Time-limited Trials in the Emergency Department

Purpose

A randomized controlled trial of a structured conversation between clinicians and patients/surrogates to facilitate shared decision-making for intensive care use in seriously ill older adults being admitted to the intensive care unit from the emergency department.

Condition

  • Emergencies

Eligibility

Eligible Ages
Over 18 Years
Eligible Genders
All
Accepts Healthy Volunteers
No

Inclusion Criteria

  • Attending physicians, resident physicians, or mid-level providers working in the ED who are willing to be randomized to become the study interventionists.

Exclusion Criteria

  • Emergency clinicians unwilling to consent and be randomized to intervention TLT training. Patient's eligibility: The subjects will be seriously ill older adults, or their surrogates being cared for by the participating emergency clinicians (both the intervention or control arms). If the emergency clinicians determine that the patient is not able to provide consent due to cognitive impairment, dementia, delirium, or critical illness, the surrogates will participate in the TLT conversations. Inclusion Criteria: 1. ≥50 years or older with ≥one serious life-limiting illness* being admitted to the intensive care unit in the ED; or 2. ≥75 years or older being admitted to intensive care unit in the ED; or 3. ED clinicians will not be surprised if the patient died in the current hospital admission or in the near future; and 4. English speaking *Serious illness criteria with high one-year mortality are selected based on best practice recommendations such as 1) stage III/IV or metastatic cancer; 2) end-stage renal disease on dialysis; 3) chronic heart/lung disease requiring home oxygen supplementation or experiencing shortness of breath with walking; 4) moderate to severe dementia (surrogate required for enrollment); or 5) ≥2 hospitalizations or ED visits in the past six months.
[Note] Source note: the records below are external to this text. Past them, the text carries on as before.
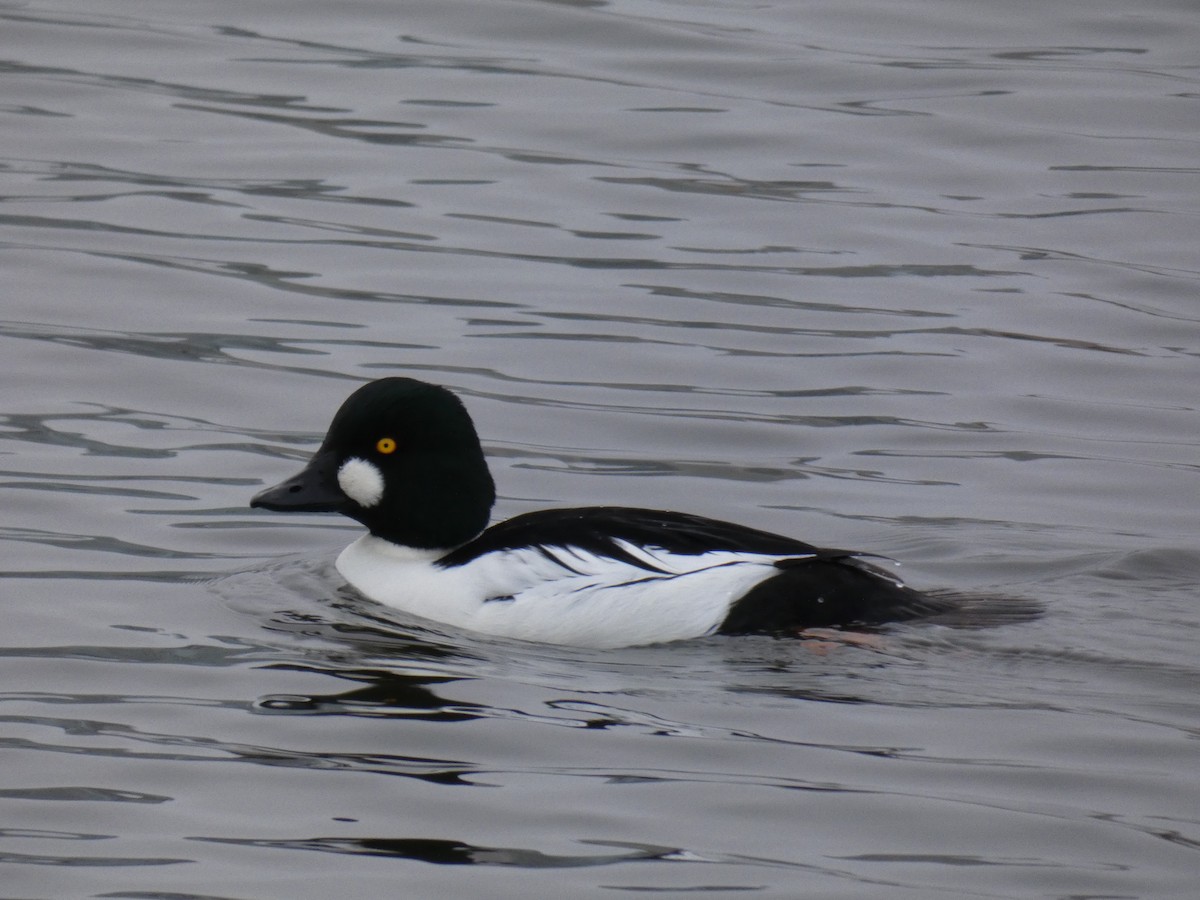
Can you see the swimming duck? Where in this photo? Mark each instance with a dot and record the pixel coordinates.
(403, 459)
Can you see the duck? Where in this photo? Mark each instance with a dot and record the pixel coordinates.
(402, 457)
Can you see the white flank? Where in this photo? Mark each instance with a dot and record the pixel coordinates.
(559, 594)
(361, 481)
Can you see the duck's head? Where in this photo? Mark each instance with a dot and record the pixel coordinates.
(401, 457)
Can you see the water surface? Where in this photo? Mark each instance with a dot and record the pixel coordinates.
(916, 277)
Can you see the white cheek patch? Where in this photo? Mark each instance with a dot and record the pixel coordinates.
(361, 481)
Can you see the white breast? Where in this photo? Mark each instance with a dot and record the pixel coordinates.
(559, 594)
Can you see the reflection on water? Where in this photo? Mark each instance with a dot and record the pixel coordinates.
(911, 277)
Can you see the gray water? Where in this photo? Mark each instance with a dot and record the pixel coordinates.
(918, 277)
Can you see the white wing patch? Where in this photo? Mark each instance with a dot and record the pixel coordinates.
(562, 594)
(361, 481)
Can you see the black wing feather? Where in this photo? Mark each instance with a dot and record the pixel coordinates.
(597, 529)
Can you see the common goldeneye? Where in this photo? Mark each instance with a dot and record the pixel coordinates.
(403, 459)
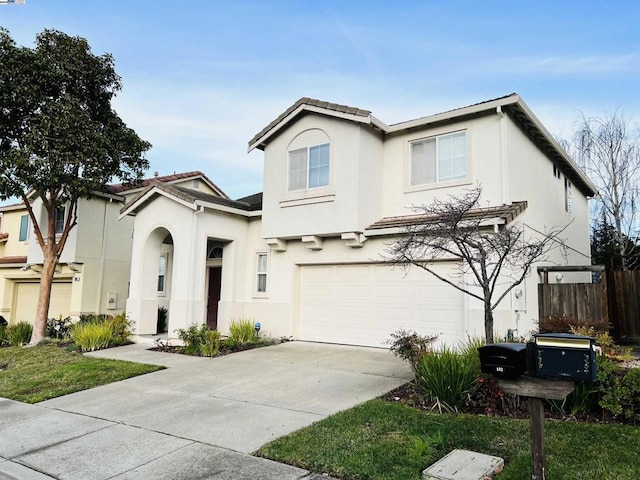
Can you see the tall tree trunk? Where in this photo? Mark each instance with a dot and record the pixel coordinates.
(488, 322)
(44, 299)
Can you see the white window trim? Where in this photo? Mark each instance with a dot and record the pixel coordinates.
(257, 273)
(163, 293)
(64, 218)
(25, 240)
(568, 196)
(307, 188)
(408, 187)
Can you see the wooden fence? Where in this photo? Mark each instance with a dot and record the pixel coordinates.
(616, 299)
(624, 303)
(583, 301)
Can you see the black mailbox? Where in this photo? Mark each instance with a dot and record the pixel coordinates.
(565, 356)
(504, 360)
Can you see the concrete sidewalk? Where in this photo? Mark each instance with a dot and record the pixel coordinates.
(198, 419)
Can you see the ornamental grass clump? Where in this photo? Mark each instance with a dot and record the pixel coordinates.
(4, 340)
(19, 333)
(211, 346)
(447, 377)
(241, 331)
(193, 337)
(92, 336)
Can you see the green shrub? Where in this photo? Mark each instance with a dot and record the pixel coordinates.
(162, 320)
(19, 333)
(211, 346)
(120, 327)
(4, 339)
(410, 345)
(59, 328)
(619, 390)
(447, 377)
(242, 331)
(193, 337)
(92, 318)
(90, 336)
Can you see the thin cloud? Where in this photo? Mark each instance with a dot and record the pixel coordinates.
(566, 65)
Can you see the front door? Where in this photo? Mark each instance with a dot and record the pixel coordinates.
(213, 296)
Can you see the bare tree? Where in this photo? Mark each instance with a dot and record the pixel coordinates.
(608, 149)
(494, 257)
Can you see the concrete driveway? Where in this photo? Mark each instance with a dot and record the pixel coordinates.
(198, 419)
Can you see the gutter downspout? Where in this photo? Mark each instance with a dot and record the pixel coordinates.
(194, 244)
(102, 258)
(504, 164)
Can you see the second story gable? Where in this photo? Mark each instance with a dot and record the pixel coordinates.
(332, 170)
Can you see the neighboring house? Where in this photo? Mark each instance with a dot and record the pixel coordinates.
(94, 269)
(305, 259)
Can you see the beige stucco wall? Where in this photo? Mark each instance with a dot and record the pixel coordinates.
(349, 203)
(507, 165)
(187, 285)
(11, 225)
(96, 258)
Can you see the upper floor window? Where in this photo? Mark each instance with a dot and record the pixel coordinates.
(261, 273)
(24, 228)
(60, 211)
(439, 159)
(309, 167)
(568, 197)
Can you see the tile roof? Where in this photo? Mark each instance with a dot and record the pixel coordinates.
(192, 195)
(506, 212)
(123, 187)
(312, 102)
(14, 259)
(455, 109)
(253, 200)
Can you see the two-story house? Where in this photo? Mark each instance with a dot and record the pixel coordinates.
(94, 269)
(306, 258)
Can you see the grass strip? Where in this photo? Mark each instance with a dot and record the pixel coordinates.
(382, 440)
(43, 372)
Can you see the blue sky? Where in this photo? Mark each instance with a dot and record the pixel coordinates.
(202, 77)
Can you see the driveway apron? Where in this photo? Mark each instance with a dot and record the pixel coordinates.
(199, 418)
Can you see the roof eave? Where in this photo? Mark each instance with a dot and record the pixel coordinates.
(261, 142)
(560, 155)
(453, 115)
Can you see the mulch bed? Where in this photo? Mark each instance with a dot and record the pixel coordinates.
(224, 349)
(488, 401)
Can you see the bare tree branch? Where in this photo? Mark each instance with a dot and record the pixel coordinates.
(493, 256)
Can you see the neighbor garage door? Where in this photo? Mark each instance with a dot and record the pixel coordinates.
(27, 300)
(363, 304)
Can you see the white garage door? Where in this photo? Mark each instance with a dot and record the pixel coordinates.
(27, 300)
(364, 304)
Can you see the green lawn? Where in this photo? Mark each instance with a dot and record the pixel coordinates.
(382, 440)
(39, 373)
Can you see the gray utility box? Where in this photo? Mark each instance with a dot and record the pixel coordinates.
(565, 356)
(504, 360)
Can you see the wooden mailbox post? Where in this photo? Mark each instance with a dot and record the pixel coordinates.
(536, 390)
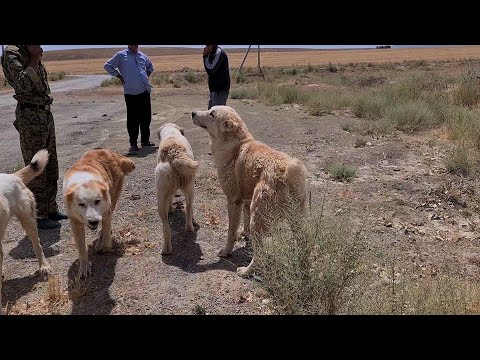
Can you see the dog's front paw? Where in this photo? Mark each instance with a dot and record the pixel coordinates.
(224, 252)
(167, 250)
(99, 245)
(244, 271)
(44, 269)
(85, 269)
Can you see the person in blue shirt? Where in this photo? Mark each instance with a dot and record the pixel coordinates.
(134, 69)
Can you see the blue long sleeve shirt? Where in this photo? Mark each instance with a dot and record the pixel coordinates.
(133, 67)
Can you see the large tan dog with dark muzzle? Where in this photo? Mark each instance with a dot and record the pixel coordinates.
(91, 188)
(254, 176)
(175, 170)
(17, 200)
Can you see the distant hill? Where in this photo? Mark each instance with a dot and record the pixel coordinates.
(105, 53)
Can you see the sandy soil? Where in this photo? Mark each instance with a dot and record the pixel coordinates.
(415, 211)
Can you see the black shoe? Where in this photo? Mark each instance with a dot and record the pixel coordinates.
(133, 150)
(47, 224)
(57, 216)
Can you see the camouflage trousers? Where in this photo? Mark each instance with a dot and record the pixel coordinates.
(37, 131)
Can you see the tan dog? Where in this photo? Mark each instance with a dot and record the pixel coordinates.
(251, 174)
(175, 170)
(17, 200)
(91, 188)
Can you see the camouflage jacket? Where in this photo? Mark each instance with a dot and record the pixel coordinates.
(30, 86)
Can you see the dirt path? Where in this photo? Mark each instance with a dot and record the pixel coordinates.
(73, 82)
(401, 188)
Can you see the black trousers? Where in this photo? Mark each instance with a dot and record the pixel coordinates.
(139, 116)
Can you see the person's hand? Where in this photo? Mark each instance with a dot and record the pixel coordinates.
(121, 79)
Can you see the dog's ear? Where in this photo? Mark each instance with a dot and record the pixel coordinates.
(102, 186)
(70, 193)
(228, 125)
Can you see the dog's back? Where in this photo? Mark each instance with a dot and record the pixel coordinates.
(175, 154)
(176, 169)
(105, 163)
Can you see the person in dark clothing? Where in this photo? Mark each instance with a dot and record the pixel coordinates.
(215, 61)
(24, 71)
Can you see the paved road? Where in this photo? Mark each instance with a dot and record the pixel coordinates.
(74, 82)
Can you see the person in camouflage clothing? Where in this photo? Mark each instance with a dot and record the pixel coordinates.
(24, 71)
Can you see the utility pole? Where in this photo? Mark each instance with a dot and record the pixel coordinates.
(260, 72)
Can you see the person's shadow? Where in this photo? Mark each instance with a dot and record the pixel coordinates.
(143, 152)
(48, 239)
(13, 289)
(91, 296)
(187, 253)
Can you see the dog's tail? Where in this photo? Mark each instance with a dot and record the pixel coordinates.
(35, 168)
(176, 155)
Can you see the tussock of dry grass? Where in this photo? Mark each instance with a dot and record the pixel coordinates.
(313, 269)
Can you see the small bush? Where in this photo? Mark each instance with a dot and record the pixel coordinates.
(244, 93)
(468, 93)
(410, 116)
(332, 68)
(56, 76)
(313, 269)
(458, 161)
(191, 77)
(340, 172)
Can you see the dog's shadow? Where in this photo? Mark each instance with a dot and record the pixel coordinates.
(143, 152)
(48, 238)
(13, 289)
(187, 253)
(91, 296)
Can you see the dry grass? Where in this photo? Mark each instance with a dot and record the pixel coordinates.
(340, 172)
(284, 58)
(55, 76)
(314, 269)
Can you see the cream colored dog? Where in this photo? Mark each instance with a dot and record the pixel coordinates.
(251, 174)
(175, 170)
(17, 200)
(91, 188)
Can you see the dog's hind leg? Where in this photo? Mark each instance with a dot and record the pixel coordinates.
(28, 222)
(78, 230)
(234, 213)
(104, 242)
(263, 209)
(164, 202)
(246, 218)
(189, 195)
(4, 216)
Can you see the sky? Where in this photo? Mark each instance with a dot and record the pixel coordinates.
(63, 47)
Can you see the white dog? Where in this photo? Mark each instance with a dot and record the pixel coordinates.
(17, 200)
(176, 169)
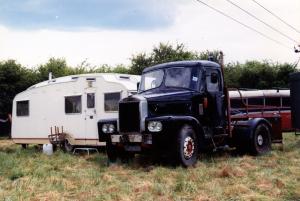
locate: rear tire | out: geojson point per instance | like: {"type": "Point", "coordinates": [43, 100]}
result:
{"type": "Point", "coordinates": [186, 146]}
{"type": "Point", "coordinates": [112, 152]}
{"type": "Point", "coordinates": [261, 141]}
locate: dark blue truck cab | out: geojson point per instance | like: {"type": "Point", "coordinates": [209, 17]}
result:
{"type": "Point", "coordinates": [181, 108]}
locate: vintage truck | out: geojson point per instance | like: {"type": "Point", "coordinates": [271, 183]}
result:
{"type": "Point", "coordinates": [182, 108]}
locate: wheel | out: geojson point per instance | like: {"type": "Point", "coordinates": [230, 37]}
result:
{"type": "Point", "coordinates": [68, 147]}
{"type": "Point", "coordinates": [186, 146]}
{"type": "Point", "coordinates": [112, 152]}
{"type": "Point", "coordinates": [261, 141]}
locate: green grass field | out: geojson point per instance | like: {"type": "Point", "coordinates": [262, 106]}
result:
{"type": "Point", "coordinates": [30, 175]}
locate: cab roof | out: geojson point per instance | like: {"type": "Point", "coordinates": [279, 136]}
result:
{"type": "Point", "coordinates": [183, 63]}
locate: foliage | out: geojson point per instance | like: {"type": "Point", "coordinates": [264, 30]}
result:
{"type": "Point", "coordinates": [166, 53]}
{"type": "Point", "coordinates": [15, 78]}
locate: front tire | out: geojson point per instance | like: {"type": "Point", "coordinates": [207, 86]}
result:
{"type": "Point", "coordinates": [186, 146]}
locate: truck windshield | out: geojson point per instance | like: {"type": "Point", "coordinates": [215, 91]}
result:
{"type": "Point", "coordinates": [151, 80]}
{"type": "Point", "coordinates": [176, 77]}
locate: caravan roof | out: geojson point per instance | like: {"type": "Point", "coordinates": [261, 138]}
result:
{"type": "Point", "coordinates": [129, 81]}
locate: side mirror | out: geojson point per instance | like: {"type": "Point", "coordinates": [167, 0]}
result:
{"type": "Point", "coordinates": [214, 78]}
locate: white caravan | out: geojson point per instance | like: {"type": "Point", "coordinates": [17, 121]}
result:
{"type": "Point", "coordinates": [75, 103]}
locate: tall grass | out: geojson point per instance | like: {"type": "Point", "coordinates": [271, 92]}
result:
{"type": "Point", "coordinates": [30, 175]}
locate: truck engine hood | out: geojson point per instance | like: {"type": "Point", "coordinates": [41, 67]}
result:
{"type": "Point", "coordinates": [167, 103]}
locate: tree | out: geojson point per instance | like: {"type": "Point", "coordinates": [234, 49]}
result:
{"type": "Point", "coordinates": [13, 79]}
{"type": "Point", "coordinates": [57, 66]}
{"type": "Point", "coordinates": [166, 53]}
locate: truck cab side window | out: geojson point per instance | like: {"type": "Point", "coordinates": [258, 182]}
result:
{"type": "Point", "coordinates": [213, 81]}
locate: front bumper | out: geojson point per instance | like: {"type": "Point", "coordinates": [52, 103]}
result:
{"type": "Point", "coordinates": [131, 138]}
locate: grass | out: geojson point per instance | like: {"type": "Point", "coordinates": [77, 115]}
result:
{"type": "Point", "coordinates": [31, 175]}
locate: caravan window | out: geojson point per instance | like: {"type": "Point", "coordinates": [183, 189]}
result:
{"type": "Point", "coordinates": [111, 101]}
{"type": "Point", "coordinates": [72, 104]}
{"type": "Point", "coordinates": [23, 108]}
{"type": "Point", "coordinates": [90, 100]}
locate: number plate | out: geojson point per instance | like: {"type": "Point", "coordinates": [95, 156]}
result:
{"type": "Point", "coordinates": [135, 138]}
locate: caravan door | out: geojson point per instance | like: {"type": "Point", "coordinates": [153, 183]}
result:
{"type": "Point", "coordinates": [90, 116]}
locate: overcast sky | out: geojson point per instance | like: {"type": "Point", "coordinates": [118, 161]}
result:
{"type": "Point", "coordinates": [111, 31]}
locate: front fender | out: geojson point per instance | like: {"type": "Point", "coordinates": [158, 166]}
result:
{"type": "Point", "coordinates": [173, 123]}
{"type": "Point", "coordinates": [104, 136]}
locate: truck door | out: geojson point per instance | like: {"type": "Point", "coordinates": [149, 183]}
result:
{"type": "Point", "coordinates": [214, 88]}
{"type": "Point", "coordinates": [90, 115]}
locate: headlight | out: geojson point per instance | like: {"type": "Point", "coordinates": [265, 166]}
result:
{"type": "Point", "coordinates": [111, 128]}
{"type": "Point", "coordinates": [108, 128]}
{"type": "Point", "coordinates": [154, 126]}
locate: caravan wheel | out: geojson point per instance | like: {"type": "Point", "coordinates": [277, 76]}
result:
{"type": "Point", "coordinates": [68, 147]}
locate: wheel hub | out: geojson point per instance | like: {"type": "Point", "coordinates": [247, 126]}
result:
{"type": "Point", "coordinates": [188, 147]}
{"type": "Point", "coordinates": [260, 140]}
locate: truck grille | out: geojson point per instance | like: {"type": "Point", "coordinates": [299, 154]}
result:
{"type": "Point", "coordinates": [129, 117]}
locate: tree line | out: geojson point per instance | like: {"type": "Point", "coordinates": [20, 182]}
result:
{"type": "Point", "coordinates": [15, 78]}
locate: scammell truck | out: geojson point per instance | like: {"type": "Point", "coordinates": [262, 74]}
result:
{"type": "Point", "coordinates": [181, 109]}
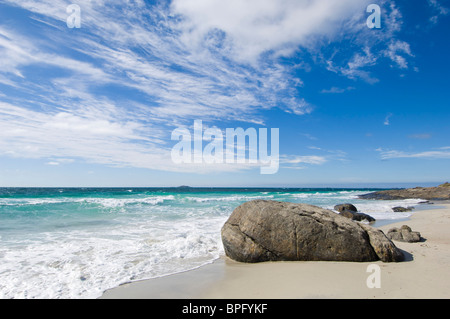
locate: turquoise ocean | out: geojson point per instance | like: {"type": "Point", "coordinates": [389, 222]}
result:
{"type": "Point", "coordinates": [78, 242]}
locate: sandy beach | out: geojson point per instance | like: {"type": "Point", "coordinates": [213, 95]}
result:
{"type": "Point", "coordinates": [424, 274]}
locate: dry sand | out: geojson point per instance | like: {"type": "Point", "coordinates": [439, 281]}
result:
{"type": "Point", "coordinates": [424, 274]}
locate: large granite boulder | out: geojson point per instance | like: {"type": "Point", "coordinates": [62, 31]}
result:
{"type": "Point", "coordinates": [260, 230]}
{"type": "Point", "coordinates": [350, 211]}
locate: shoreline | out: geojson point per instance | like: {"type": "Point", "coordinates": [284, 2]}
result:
{"type": "Point", "coordinates": [423, 274]}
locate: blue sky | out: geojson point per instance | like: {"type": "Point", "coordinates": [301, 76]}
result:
{"type": "Point", "coordinates": [96, 105]}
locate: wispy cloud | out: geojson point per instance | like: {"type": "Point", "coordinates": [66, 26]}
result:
{"type": "Point", "coordinates": [337, 90]}
{"type": "Point", "coordinates": [424, 136]}
{"type": "Point", "coordinates": [438, 10]}
{"type": "Point", "coordinates": [112, 91]}
{"type": "Point", "coordinates": [433, 154]}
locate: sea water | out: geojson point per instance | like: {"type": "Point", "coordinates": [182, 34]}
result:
{"type": "Point", "coordinates": [79, 242]}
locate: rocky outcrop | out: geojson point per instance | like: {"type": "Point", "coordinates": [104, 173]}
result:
{"type": "Point", "coordinates": [404, 234]}
{"type": "Point", "coordinates": [350, 211]}
{"type": "Point", "coordinates": [260, 230]}
{"type": "Point", "coordinates": [400, 209]}
{"type": "Point", "coordinates": [441, 192]}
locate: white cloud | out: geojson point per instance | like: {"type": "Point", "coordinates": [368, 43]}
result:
{"type": "Point", "coordinates": [393, 154]}
{"type": "Point", "coordinates": [255, 27]}
{"type": "Point", "coordinates": [196, 59]}
{"type": "Point", "coordinates": [337, 90]}
{"type": "Point", "coordinates": [439, 10]}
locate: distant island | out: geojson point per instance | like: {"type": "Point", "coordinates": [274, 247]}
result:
{"type": "Point", "coordinates": [441, 192]}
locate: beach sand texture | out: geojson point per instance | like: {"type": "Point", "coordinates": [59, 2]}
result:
{"type": "Point", "coordinates": [424, 274]}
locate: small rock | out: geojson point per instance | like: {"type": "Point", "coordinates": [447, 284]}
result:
{"type": "Point", "coordinates": [345, 207]}
{"type": "Point", "coordinates": [404, 234]}
{"type": "Point", "coordinates": [400, 209]}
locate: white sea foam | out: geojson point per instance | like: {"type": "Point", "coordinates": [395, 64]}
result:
{"type": "Point", "coordinates": [233, 198]}
{"type": "Point", "coordinates": [84, 255]}
{"type": "Point", "coordinates": [82, 264]}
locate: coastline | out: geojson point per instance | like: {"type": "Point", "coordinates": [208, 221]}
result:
{"type": "Point", "coordinates": [424, 273]}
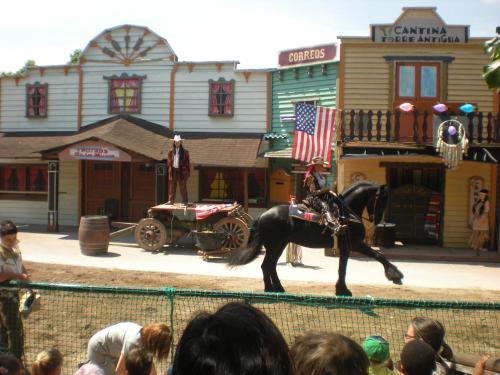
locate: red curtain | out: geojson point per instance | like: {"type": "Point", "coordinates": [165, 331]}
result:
{"type": "Point", "coordinates": [214, 87]}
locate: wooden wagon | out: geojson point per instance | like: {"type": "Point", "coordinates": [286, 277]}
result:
{"type": "Point", "coordinates": [218, 229]}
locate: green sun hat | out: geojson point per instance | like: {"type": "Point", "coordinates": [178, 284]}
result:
{"type": "Point", "coordinates": [376, 348]}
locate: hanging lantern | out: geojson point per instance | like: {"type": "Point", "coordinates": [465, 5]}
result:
{"type": "Point", "coordinates": [440, 107]}
{"type": "Point", "coordinates": [406, 107]}
{"type": "Point", "coordinates": [452, 130]}
{"type": "Point", "coordinates": [467, 108]}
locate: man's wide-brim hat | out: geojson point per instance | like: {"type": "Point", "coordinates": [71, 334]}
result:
{"type": "Point", "coordinates": [318, 160]}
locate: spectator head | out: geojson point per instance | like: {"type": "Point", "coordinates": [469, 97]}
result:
{"type": "Point", "coordinates": [417, 358]}
{"type": "Point", "coordinates": [138, 362]}
{"type": "Point", "coordinates": [427, 329]}
{"type": "Point", "coordinates": [376, 348]}
{"type": "Point", "coordinates": [156, 339]}
{"type": "Point", "coordinates": [236, 339]}
{"type": "Point", "coordinates": [8, 233]}
{"type": "Point", "coordinates": [90, 369]}
{"type": "Point", "coordinates": [10, 365]}
{"type": "Point", "coordinates": [48, 362]}
{"type": "Point", "coordinates": [326, 353]}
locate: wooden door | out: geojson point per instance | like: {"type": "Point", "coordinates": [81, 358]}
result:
{"type": "Point", "coordinates": [102, 182]}
{"type": "Point", "coordinates": [417, 83]}
{"type": "Point", "coordinates": [408, 209]}
{"type": "Point", "coordinates": [142, 190]}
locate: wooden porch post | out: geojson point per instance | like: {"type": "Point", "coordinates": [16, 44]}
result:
{"type": "Point", "coordinates": [245, 189]}
{"type": "Point", "coordinates": [160, 183]}
{"type": "Point", "coordinates": [53, 196]}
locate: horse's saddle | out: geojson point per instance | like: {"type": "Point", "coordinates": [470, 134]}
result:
{"type": "Point", "coordinates": [301, 211]}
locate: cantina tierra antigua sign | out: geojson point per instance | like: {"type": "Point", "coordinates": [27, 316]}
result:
{"type": "Point", "coordinates": [419, 25]}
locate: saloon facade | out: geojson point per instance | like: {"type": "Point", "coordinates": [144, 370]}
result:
{"type": "Point", "coordinates": [421, 60]}
{"type": "Point", "coordinates": [92, 138]}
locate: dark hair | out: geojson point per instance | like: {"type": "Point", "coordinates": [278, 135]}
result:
{"type": "Point", "coordinates": [418, 358]}
{"type": "Point", "coordinates": [236, 339]}
{"type": "Point", "coordinates": [7, 227]}
{"type": "Point", "coordinates": [328, 353]}
{"type": "Point", "coordinates": [138, 362]}
{"type": "Point", "coordinates": [9, 365]}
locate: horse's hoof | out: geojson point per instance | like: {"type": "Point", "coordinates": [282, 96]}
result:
{"type": "Point", "coordinates": [343, 291]}
{"type": "Point", "coordinates": [393, 274]}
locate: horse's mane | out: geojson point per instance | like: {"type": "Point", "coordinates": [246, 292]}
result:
{"type": "Point", "coordinates": [350, 189]}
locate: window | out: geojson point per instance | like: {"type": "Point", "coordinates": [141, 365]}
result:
{"type": "Point", "coordinates": [419, 80]}
{"type": "Point", "coordinates": [124, 93]}
{"type": "Point", "coordinates": [227, 185]}
{"type": "Point", "coordinates": [16, 179]}
{"type": "Point", "coordinates": [36, 100]}
{"type": "Point", "coordinates": [221, 97]}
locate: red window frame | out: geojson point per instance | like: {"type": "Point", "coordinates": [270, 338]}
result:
{"type": "Point", "coordinates": [229, 182]}
{"type": "Point", "coordinates": [418, 74]}
{"type": "Point", "coordinates": [36, 100]}
{"type": "Point", "coordinates": [221, 98]}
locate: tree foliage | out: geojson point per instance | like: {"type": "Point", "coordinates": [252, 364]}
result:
{"type": "Point", "coordinates": [491, 72]}
{"type": "Point", "coordinates": [21, 72]}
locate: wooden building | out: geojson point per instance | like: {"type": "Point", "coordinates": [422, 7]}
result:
{"type": "Point", "coordinates": [92, 138]}
{"type": "Point", "coordinates": [421, 60]}
{"type": "Point", "coordinates": [305, 75]}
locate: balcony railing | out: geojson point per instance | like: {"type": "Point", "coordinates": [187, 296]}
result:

Exclusion Criteria: 1. Unable or unwilling to provide informed consent; or 2. Non-English speaking; or 3. Clinically inappropriate, determined by emergency clinicians, and no surrogate is available

Study Design

Phase
N/A
Study Type
Interventional
Allocation
Randomized
Intervention Model
Parallel Assignment
Intervention Model Description
Clinician-level randomization
Primary Purpose
Health Services Research
Masking
Single (Outcomes Assessor)

Arm Groups

ArmDescriptionAssigned Intervention
Experimental
Intervention group
Attending physicians, resident physicians, or mid-level providers working in the ED who are willing to be randomized to become the study interventionists.
  • Other: TLT training
    Emergency clinicians assigned to the intervention group will receive the following training and resources. 1. The TLT Conversation Guide: The structured conversation guide entails discussing patients' values and goals, prognosis, and shared decision-making to use a trial of intensive care. Originally used in ICU settings, we systematically refined the guide to be used in the ED incorporating inputs from patient advisors' and emergency clinicians' inputs. 2. Clinician Training: The clinician training will include a one-hour didactic on research methodologies and serious illness communication skills, followed by a four-hour communication training with trained actors. 3. EHR Documentation: An EHR template for documenting the TLT conversation findings has been developed. 4. Intensivist Communication: A standard template to communicate the TLT conversation findings to the intensivists has been developed.
No Intervention
Control group
Attending physicians, resident physicians, or mid-level providers working in the ED who are willing to be randomized to become the study interventionists.

Recruiting Locations

Brigham and Women's Hospital
Boston, Massachusetts 02115
Contact:
Kei Ouchi, MD, MPH
kouchi@bwh.harvard.edu

More Details

Status
Recruiting
Sponsor
Brigham and Women's Hospital

Study Contact

Kei Ouchi, MD, MPH
617-732-5640
kouchi@bwh.harvard.edu

Detailed Description

A randomized controlled trial of a structured conversation between clinicians and patients/surrogates to facilitate shared decision-making for intensive care use (i.e., Time-Limited Trial, TLT) in seriously ill older adults being admitted to the intensive care unit from the emergency department (ED). The goal is to evaluate the feasibility and acceptability of TLT initiated in the ED for seriously ill older adults who are starting intensive care. The main questions it aims to answer are: - Is TLT feasible to be conducted by trained ED clinicians? - Do patients or their surrogates find TLT acceptable in understanding and respecting their end-of-life care preferences? Participants will be: - Attending physicians, resident physicians, or mid-level providers working in the ED who are willing to be randomized to become the study interventionists to conduct TLT conversations. - Seriously ill older adults receiving intensive care in the ED. Researchers will compare clinicians using TLT with those providing usual care to see if TLT leads to improved patient-centered decision-making and better alignment with patients' end-of-life care preferences.